How Do Timeshares Work?
When you buy a timeshare, you purchase the right to stay at a condominium, apartment, resort, or campground for a fixed period of time. Oftentimes, this type of “fractional ownership” means that you have exclusive rights to a vacation home for a week a year, with other owners leasing the property for the remaining 51 weeks.
Typically timeshares use four types of systems to determine when you can use the property:
- Fixed Week: You gain access to the property for the same week every year.
- Floating Week: You have more flexible access to the property throughout the year or during a defined period.
- Fractional: You have a greater stake in the property and can stay for longer periods of time, from a few weeks to months.
- Points: Your timeshare is worth a certain number of points, which you can use to access other properties within the timeshare network. More desirable locations are worth more points.
How Much Do Timeshares Cost?
Although timeshares can vary dramatically in price, the average for a weekly timeshare interval is $24,140, according to the American Resort Development Association (ARDA). Most timeshares also tack on an initial fee for the timeshare agreement on top of annual fees for taxes, maintenance, and utilities, which can amount to an extra $1,000 a year. Oh, and annual maintenance fees usually go up every year, too.
And for all that cash, you might not even own the property, as there are two types of timeshare ownership:
Non-deeded: You have a “right to use” the property for a fixed number of years but don’t actually own it.
Deeded: You own a percentage of the property.
Can You Get Out of a Timeshare?
If you still aren’t convinced that timeshares are a rotten deal, then consider how difficult it is to get rid of one.
If you can sell your timeshare — and that's a big if, considering some contracts include "perpetuity clauses" — you might have to pay even more maintenance fees.
The market is also oversaturated with sellers trying to get out of paying their maintenance fees, so there are countless listings priced at $0 — yet another reason why timeshares are terrible investments.
And then there are the scammers. Because timeshare contracts can be complicated, some shady timeshare exit companies ask you to pay hundreds to thousands of dollars to sell your property, only to never find a buyer.

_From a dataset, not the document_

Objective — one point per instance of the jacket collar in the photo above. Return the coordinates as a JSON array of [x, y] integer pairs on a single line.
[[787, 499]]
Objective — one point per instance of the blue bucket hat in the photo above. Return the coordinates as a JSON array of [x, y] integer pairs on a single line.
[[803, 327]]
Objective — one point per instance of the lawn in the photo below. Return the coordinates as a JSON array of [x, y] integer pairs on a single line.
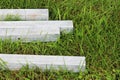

If you do need to sell your timeshare, you have a few more legitimate options:
Use the Rescission Period: Rescission laws allow new owners to cancel their timeshares. Although rescission periods are typically short, they’ll depend on your state’s laws.
Sell Your Timeshare: If you sell your timeshare, don’t expect to earn your money back. Timeshares only depreciate, and the market is oversaturated with cheap listings. To determine how much your timeshare is worth, use an appraisal service.
Gift Your Timeshare: Assuming the timeshare is paid off, you can pass it along to a family member or friend. Just be transparent about the fees they’ll have to pay.
Stop Paying Timeshare Payments and Fees: As a last resort, you can completely stop paying for your timeshare, though your credit will take a hit and your property could go into foreclosure.
Are Timeshares a Scam?
While not all timeshares are scams, the entire process — from the hard sell to getting rid of the property — is full of financial pitfalls, including surprise fees, complicated contracts, and never-ending maintenance costs. You’re also buying a depreciating asset that, unlike a traditional condo or home, is nigh impossible to sell. Our advice? Avoid the timeshare vultures and plan a conventional vacation.